29 April 2007

The opposite of violence is participation

“…children regarded the opportunity to participate in various activities as having the opposite effect to violence.”
From SOS Children's Villages Report Januray 2004 “Seeing Beyond Violence: Children as ResearchersPDF version
“[T]he opposite of violence is participation.”
Jeffrey
Feldman
on Frameshopisopen.com April 7, 2007
Denying someone the opportunity to participate meaningfully in decisions that affect their life is to do violence to them. This is the subtle side of violence. This is the kind of violence that we can easily overlook when it is perpetrated by benevolent, but nonetheless despotic leaders who give every impression of having our best interests at heart. This is also the trickiest form of violence to root out because it is so deeply embedded in so many of the habits of thought that we have inherited from enduring this same violence in many forms throughout our lives.
For instance, whenever we make a decision for the good of our children without giving them an opportunity to participate in the process, then we run the risk that we may have done them a disservice. Of course, it is a risk that is easily dismissed when they are very young, but it is one that grows everyday, unless we act to address it.
The fact is that children, when they are young, will never miss the opportunities they never had because they are basically programmed to assume that just about everything that happens to them on a regular basis is by definition normal. This is why abuse is such a difficult cycle to break, each new young victim takes abusive behavior to be the norm. In the same way, when I was young I accepted that the adults telling me what to do, how to do it, and when was simply the normal way things are done and since it is normal then it is, defacto, also the correct way.
When I realized that I have a passion for working with children I naturally assumed that it was my duty and responsibility to provide activities for them all the time and to make all the decisions about what is expected and acceptable. Since my first time in charge of kids was as a Camp Counselor this worked out great. Later, when I was working in child care settings with large groups of young children I began to realize that there were some problems with this way of thinking. It was when I began to seriously reflect on my own schooling and had been out of formal schooling environments for a few years that I began to think differently about what is versus what should be normal, correct, and possible.
As I said the possibility of doing violence against children by excluding them from the decisions that affect their lives is one that can be minimized through action. The action that minimizes our risk of perpetrating the inadvertent violence of excluding children from a decision is to make a regular practice of including them as much as possible in discussing the decisions you make on their behalf. It is inevitable that you will make decisions that they do not like and occasionally that you cannot discuss with them, but the latter should be the exception, not the rule.

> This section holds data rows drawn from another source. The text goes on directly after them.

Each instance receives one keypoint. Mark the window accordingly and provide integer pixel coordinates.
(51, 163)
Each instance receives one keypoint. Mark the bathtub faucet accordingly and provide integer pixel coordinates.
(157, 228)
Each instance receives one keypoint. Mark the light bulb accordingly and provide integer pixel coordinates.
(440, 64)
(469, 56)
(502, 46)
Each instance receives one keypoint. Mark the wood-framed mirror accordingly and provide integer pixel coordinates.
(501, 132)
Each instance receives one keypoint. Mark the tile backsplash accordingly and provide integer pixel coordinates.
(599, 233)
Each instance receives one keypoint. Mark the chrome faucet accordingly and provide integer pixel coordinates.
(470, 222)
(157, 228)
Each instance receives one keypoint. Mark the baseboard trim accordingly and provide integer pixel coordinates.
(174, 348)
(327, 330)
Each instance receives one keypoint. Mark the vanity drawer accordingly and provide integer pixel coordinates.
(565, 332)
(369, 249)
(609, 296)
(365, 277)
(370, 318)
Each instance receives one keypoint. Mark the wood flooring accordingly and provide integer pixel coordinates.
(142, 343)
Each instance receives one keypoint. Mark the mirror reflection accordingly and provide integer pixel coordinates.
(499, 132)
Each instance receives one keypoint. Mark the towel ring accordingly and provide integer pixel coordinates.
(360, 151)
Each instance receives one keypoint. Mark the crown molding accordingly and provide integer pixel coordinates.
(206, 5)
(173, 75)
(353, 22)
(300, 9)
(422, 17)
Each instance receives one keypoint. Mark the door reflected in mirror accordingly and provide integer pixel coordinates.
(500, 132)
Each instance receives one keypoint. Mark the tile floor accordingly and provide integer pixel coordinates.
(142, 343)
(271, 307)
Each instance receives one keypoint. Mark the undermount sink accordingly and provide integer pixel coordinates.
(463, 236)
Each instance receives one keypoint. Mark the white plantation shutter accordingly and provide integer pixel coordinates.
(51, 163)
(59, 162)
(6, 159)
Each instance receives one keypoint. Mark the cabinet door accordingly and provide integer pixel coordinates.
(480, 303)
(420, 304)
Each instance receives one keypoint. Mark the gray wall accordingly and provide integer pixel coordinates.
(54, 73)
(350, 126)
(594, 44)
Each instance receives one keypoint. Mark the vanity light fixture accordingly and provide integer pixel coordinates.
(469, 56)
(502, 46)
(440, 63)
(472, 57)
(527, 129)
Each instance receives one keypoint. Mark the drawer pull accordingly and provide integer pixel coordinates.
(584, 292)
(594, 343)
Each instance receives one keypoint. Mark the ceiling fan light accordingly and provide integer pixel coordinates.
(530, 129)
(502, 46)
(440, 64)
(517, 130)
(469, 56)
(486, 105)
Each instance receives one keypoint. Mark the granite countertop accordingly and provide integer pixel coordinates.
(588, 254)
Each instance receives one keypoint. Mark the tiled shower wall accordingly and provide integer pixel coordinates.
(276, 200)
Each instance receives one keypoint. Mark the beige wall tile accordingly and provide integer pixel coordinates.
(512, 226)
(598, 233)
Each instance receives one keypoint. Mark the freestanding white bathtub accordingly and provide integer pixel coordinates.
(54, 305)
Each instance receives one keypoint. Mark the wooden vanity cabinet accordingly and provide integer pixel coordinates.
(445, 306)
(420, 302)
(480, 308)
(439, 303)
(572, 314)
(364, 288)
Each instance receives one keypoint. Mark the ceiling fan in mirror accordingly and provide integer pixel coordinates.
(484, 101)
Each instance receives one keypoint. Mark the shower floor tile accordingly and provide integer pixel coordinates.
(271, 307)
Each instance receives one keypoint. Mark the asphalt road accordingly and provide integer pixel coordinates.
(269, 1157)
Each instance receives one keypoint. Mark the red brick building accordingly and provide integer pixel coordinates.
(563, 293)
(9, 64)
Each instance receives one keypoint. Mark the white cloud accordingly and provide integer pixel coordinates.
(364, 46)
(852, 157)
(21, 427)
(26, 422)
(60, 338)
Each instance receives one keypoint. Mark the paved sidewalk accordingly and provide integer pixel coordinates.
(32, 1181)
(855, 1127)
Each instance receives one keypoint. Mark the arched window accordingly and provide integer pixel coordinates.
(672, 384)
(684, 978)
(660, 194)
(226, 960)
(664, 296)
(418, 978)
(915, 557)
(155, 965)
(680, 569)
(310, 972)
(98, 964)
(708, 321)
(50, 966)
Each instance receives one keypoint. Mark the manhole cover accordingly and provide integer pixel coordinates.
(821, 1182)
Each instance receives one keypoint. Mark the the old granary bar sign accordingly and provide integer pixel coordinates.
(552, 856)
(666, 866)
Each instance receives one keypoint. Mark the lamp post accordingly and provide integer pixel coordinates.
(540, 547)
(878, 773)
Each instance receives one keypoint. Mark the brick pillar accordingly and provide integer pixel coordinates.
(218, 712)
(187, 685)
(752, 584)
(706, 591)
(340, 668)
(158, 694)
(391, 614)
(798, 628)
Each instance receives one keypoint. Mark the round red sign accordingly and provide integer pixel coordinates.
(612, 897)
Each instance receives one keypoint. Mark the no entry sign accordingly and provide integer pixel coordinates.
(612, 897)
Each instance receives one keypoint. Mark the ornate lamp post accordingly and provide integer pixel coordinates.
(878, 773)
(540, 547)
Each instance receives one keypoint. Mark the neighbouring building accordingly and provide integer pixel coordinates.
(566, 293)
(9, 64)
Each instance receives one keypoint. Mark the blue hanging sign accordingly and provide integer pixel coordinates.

In school or group settings the challenge of providing opportunities for participation are very different, but the necessity of preventing violence is even more urgent. The challenge is actually very straightforward, how can we reasonably provide children with the opportunity to influence the creation, administration, and enforcement of the rules and policies of the school or group. Meeting the challenge is not going to be easy, although there are several models to choose from. The Democratic School Movement, exemplified by Sudbury Valley School, for instance, is a direct application of the principle of full participation by virtue of membership in the school community, rather than according to membership in a privileged class of people within the community (such as staff, parents, administration, etc.).
I do not believe that every school needs to abandon the distinctions between different members of their community, but they can root out the ways that their institutional governance condones subtly despotic violence against children by well-meaning and benevolent adults who may not know any better.
Businesses are another area where the benevolent despot model is pervasive. What would our work lives be like if we acknowledged the rights of every stakeholder to have a voice in the policies that determine how the company relates to it’s employees, the environment, and the local community in which it is located?